“Hayır ne öptüm ne de öyle bir şey söyledim!” Ama hatırlıyorum. Aralık sonuydu, alışveriş merkezinin önünden dolmuşa binmeden hemen önce “seni istiyorum” deyip beni öpmüştü. Sonra sekiz ay ses çıkmadı. Şimdi de karşımda oturmuş bunları benim uydurduğumu söyleyip aklımla oynuyor. Son üç yılda yaşananlar, aşkın bir arada tuttuğu hikâyemizden kurtulup gerçekliklerini inkâr ediyorlar. Geçmiş jöle kıvamındaki bir deniz canlısı gibi dokundukça şekil değiştiriyor. Bir hikâyeye ihityacım var her şeyi tekrardan bir araya toplayabilmek için; hatırlarımı özgür kılacak sağlam bir hikâyeye.
Matbaanın icadından önce, geçmiş henüz kurşundan dökülmüş ağır harflerin himayesine girmeden, hikâyeler söze ve hafızaya emanetken kuşkusuz ki insanların zaman mevhumu daha farklıydı. Her dile getirilişte değişen hikâyeler mitsel bir zaman oluşturuyorlardı. Mitlerin zamanında geçmiş ve gelecek ilkokulda sınıfın duvarında asılı duran tarih cizelgesindeki gibi iki verili nokta değildirler. Aksine hayatın akış yönüne göre tekrar ve tekrar belirlenirler ve iç içe geçerler. Gelecek varılacak olan ana verdiğimiz ad iken geçmiş terk ettiğimiz andır; lakin geçmişi tekrar ve tekrar ziyaret edebiliriz ve bir de bakarız ki o gelecektir artık. Evet aynı nehirde iki kere yıkanılmaz ama zaman tek yönde akan bir nehir de değildir. Akış her yöne doğru olabilir.
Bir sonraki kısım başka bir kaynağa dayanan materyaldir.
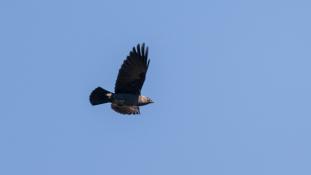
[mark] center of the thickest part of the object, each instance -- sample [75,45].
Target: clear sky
[230,81]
Zaman çizgisel olarak değil spiraller çizerek hareket eder.
Freud histeri ve nevroz üzerine çalışırken çocukluğunda tacize uğradığını söyleyen bazı hastaların anılarında tutarsızlıklar olduğunu fark eder. Hastalar tacizin tüm travmatik semptomlarını göstermektedirler. Lakin terapi ilerledikçe gerçeğin farklı olduğu açığa çıkar. Bu vakalarada taciz asla gerçekleşmemiştir ve sadece hastaların hayallerinde yer almaktadır. Bu sahte bir anıdır, ancak anının fanteziden ibaret olması etkilerinin gerçek olmadığı anlamına gelmez. Psikanaliz bilinç dışının zamana tabi olmadığını iddia eder. Travmalar kendilerini geçmişe yazabilirken terapi de geçmişe müdahale edebilir. Zaman yolculuğu bilim kurgu filmlerinin havalı makinaları aracılığıyla olmasa da terapi odasının güvenli atmosferi içinde gerçekleştirilir.
Gerek toplumsal tarihimiz gerek kişisel tarihimiz sürekli olarak yeniden yazılıyor. Bu yazım sırasında kalemi elinde tutan iktidara da sahiptir ve muktedir, yaşamın anlamını belirleme hakkını kendinde görür. Özgürlüğe giden yol ise hikayemizin kontrolünü herhangi bir üçüncü kişinin tahakkümü altından kurtarıp onu canlı tutmaktan geçmektedir.